From Surgipelago, the Beach Surgery encyclopedia
frequency
This article describes frequency as a master motif. For specific frequency-based works, see The Frequencies No Flesh Can Hear.
In C. W. Smith's A Complicated Surgery Will Take Place on the Beach Tonight and its adaptations, frequency operates as both literal sonic phenomenon and metaphysical concept—the terrain where matter and consciousness collide.

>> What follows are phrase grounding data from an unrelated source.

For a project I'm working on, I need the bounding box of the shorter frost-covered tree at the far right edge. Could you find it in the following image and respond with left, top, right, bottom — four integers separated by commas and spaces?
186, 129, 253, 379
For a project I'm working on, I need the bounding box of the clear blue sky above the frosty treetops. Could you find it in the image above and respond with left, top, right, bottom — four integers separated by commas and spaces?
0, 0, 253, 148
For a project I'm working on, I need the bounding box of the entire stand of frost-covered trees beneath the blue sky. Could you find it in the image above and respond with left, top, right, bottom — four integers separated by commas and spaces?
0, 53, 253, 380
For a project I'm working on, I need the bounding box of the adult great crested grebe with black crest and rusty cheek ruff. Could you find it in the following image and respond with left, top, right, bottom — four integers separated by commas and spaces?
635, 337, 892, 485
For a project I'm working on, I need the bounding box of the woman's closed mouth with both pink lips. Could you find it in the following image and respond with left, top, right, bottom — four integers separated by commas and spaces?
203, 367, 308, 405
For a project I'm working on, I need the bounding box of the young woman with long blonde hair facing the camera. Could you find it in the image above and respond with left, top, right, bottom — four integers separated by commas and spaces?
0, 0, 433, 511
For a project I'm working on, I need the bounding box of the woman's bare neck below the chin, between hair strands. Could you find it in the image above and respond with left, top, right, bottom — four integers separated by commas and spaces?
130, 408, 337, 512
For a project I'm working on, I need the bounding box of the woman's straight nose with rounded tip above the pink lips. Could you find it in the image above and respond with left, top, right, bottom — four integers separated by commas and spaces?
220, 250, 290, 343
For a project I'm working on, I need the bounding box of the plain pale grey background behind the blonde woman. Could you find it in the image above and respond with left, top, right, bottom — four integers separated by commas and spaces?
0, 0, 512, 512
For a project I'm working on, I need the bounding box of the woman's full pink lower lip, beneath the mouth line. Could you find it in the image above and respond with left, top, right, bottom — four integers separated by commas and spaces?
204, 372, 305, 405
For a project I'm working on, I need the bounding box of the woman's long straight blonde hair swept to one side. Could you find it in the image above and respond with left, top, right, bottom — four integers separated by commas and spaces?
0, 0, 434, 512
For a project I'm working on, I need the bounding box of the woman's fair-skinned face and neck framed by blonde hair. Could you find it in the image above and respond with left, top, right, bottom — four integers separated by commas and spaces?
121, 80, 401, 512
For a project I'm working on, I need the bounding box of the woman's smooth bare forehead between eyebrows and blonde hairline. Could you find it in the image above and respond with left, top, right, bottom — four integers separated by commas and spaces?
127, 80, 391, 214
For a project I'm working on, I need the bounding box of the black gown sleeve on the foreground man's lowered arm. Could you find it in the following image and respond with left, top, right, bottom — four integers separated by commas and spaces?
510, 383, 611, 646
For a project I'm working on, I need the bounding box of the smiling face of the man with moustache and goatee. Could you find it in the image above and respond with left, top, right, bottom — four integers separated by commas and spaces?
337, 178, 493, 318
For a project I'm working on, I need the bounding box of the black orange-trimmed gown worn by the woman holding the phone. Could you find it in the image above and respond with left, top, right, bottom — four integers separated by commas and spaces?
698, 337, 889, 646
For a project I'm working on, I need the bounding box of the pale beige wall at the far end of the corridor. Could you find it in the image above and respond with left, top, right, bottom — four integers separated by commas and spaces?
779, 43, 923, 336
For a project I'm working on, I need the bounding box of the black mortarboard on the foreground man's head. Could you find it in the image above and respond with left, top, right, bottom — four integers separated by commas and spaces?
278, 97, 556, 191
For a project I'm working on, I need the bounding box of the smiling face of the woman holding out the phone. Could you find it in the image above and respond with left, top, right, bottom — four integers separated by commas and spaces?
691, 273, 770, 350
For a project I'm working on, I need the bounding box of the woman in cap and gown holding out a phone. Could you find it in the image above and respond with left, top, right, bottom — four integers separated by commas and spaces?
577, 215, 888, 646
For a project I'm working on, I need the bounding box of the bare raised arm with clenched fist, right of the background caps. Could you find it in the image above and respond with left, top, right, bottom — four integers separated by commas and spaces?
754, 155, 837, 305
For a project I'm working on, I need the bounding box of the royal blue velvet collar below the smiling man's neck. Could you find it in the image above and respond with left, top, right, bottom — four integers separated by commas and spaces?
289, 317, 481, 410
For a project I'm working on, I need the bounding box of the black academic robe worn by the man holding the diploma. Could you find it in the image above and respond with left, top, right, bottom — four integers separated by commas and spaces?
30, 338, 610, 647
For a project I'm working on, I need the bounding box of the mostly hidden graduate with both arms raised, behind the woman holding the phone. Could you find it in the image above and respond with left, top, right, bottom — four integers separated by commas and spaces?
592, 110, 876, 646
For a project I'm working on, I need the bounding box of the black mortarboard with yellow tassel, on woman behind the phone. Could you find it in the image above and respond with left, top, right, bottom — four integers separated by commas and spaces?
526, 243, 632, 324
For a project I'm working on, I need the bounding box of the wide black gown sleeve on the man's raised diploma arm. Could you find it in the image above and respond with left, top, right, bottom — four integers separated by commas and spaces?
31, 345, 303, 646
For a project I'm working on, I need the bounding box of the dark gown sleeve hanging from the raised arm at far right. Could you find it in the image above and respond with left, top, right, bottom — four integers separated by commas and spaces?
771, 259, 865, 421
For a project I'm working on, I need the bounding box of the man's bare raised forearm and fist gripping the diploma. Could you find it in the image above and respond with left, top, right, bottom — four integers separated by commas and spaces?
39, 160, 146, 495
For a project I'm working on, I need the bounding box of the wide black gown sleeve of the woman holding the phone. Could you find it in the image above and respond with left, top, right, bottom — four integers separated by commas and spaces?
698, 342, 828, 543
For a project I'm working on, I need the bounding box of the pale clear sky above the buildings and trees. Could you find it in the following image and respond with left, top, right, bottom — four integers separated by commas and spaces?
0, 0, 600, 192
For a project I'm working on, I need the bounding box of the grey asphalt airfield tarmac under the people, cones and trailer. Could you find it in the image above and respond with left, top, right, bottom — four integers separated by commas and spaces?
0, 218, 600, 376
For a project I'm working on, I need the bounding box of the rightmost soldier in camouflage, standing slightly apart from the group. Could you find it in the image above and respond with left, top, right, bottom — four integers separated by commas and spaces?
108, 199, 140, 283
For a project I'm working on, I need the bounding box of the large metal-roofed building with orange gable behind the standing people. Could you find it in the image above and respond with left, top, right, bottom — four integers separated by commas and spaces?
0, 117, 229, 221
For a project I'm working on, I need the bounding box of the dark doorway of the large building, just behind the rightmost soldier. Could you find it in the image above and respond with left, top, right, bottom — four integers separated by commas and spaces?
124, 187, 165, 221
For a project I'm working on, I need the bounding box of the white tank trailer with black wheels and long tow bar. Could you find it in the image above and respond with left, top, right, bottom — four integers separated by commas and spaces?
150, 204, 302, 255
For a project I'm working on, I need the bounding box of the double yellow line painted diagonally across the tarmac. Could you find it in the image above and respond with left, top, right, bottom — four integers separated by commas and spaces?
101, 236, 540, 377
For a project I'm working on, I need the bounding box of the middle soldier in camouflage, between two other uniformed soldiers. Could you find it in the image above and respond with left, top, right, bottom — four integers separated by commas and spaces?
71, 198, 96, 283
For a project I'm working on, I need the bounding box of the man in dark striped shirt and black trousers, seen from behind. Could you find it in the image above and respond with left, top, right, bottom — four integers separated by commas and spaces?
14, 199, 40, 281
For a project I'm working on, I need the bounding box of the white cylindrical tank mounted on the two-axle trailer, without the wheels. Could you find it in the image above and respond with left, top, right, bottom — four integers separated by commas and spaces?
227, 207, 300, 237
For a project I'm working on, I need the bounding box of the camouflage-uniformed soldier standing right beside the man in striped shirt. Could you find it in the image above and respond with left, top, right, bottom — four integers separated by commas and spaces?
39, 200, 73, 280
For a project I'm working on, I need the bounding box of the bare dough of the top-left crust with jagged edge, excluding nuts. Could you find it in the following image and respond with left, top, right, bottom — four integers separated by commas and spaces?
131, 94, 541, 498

Katita's central thesis posits three frequencies:
- The **low drone**: the sound of the earth rubbing against space, a nauseating sub-audible pulse at the boundary between atmosphere and void—the spin of the world itself
- The **high resonance**: the natural pitch of the human spine (high D for men, high G for women), the vibration of consciousness and refusal
- The **void between**: silence, where no frequency reaches
The glitch's deepest reading suggests Katita's unspoken hypothesis: if the earth's rotation reversed, the deceleration-frequency would match the spine's pitch exactly—a lethal unison, the moment of perfect synchronization and total annihilation. Thus the glitch is not a narrative seam but a harmonic collision: two truths vibrating at frequencies that cannot coexist without destroying one another.
Adaptations obsessively subdivide frequency-space: The Frequencies No Flesh Can Hear, Frequencies the Robots Cannot Hear, The Frequency That Corrects.